What can be said about this "modified" irrationality measure?

Question

Given $x \in \mathbb{R}$, we define its irrationality measure $\mu=\mu(x)$ by $$\mu = \inf\left\{\lambda : 0<\left|x-\frac{p}{q}\right|<\frac{1}{q^{\lambda}} \ \text{admits at most finitely many integral solutions} \ (p,q), \ q \neq 0 \ \right\}$$

This is the usual definition. Note of course that $\mu=+\infty$ is possible.

I propose a variant of this.

Given $x \in \mathbb{R}$, we define its modified irrationality measure $\mu'=\mu'(x)$ by $$\mu' = \inf\left\{\lambda : 0<\left|x-\frac{p}{q}\right|<\frac{1}{q^{\lambda}} \ \text{admits no integral solutions} \ (p,q), \ q \neq 0 \ \right\}$$

Clearly, $\mu \leq \mu'$, for all $x \in \mathbb{R}$. Is there more that can be said? For instance, can we say that $\mu = \mu'$ for all $x$? This does not seem obvious to me.

If it's not true that $\mu=\mu'$ for all $x$, then I suppose I would like to know why the original definition of $\mu$ is more useful/common as the definition for irrationality measure than $\mu'$? Also, in this case, an explicit example where $\mu \neq \mu'$ would be nice!

Answer 1

The problem with saying no integer solutions is that for every $x\notin\mathbb Z$, every $\lambda$ has at least one solution: $$ 0 < \left|x - \frac{\lfloor x \rceil}{1}\right| < \frac{1}{1^\lambda}, $$ where $\lfloor x \rceil$ is the nearest integer to $x$.

OK, with that out of the way, the problem persists even if we modify the definition of $\mu'$ to not allow $q=1$. I think it might be more obvious why by looking at the irrationality measure a different way. An equivalent definition of the measure is \begin{eqnarray} \mu(x) = \limsup_{q\rightarrow\infty}\left( -\frac{\ln|x-p/q|}{\ln q}\right) \end{eqnarray} where $p$ is always chosen to minimize the difference $|x-p/q|$. It's not hard to show your measure is (if we require $q\ge 2$) $$ \mu'(x) = \sup_{q\ge 2}\left( -\frac{\ln|x-p/q|}{\ln q}\right). $$ The problem is that for almost all numbers, this supremum occurs at small values of $q$ because $\ln q$ is small there.
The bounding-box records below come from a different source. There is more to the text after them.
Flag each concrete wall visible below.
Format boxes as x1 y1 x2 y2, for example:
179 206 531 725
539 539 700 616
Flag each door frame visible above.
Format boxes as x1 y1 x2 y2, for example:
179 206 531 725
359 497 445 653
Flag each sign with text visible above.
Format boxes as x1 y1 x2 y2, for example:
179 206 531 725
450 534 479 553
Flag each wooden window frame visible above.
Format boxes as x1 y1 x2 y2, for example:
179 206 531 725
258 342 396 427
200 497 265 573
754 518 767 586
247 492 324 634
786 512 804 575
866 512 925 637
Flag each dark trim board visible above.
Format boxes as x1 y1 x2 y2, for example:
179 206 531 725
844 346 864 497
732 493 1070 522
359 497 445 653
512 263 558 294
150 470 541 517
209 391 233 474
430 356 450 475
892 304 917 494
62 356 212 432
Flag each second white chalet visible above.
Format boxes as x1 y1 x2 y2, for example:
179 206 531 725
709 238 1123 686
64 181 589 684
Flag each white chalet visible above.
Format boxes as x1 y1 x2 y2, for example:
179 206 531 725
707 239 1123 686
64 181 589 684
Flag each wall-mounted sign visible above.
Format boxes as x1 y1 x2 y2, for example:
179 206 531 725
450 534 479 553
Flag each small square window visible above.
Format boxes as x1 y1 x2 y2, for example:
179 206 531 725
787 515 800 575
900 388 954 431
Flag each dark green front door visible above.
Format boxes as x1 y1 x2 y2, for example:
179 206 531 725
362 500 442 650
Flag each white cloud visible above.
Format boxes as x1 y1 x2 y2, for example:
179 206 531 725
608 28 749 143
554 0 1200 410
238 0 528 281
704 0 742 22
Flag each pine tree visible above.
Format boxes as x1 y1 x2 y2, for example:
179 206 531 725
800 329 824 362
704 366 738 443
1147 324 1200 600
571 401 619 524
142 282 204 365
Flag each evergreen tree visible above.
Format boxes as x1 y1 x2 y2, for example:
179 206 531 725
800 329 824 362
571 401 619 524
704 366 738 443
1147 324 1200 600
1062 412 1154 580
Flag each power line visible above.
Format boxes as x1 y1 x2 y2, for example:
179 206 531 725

We're more interested in the typical behavior of this measure over all $q$, so the $\limsup$ is more useful.

Now, the question of which numbers have $\mu(x) = \mu'(x)$ is somewhat interesting. The trivial cases are the integers ($\mu(x) = \mu'(x) = 1$) and the Liouville numbers ($\mu(x) = \mu'(x) = \infty$). However, I'm not sure if there are any numbers with $1 < \mu(x) = \mu'(x) < \infty$.

Answer 2

I think I have an answer to my own question. We want the irrationality measure to somehow measure how well an irrational number can be approximated by rationals. The original definition $\mu$ accomplishes this, but my modified definition $\mu'$ fails to.

Consider, for instance, an irrational number whose decimal expansion is of the $\alpha=1.1000000000000000\beta_1\beta_2\beta_3..$ for some (permissible) sequence of 'tail' digits $\{\beta_i\}_{i \geq 1}$. By permissible, we mean that they don't eventually become constant, or start repeating (we want the number to be irrational). Notice that $|\alpha-\frac{11}{10}|< \frac{1}{10^6}\leq \frac{1}{10^{\lambda}}$ for each $\lambda \leq 6$. It follows that $\mu'(\alpha) \geq 6$. This should suggest that $\alpha$ is well-approximable by rationals. But we have no information on the $\beta_i$'s! Hence, we don't actually know for sure that $\alpha$ can be well-approximated by rationals to arbitrary precision. We only that $\alpha$ happens to be (unusually) close to $\frac{11}{10}$, but being unusually close to one particular rational does not imply well-approximability by rationals in general. For that, it's crucial to have infinitely many denominators $q$.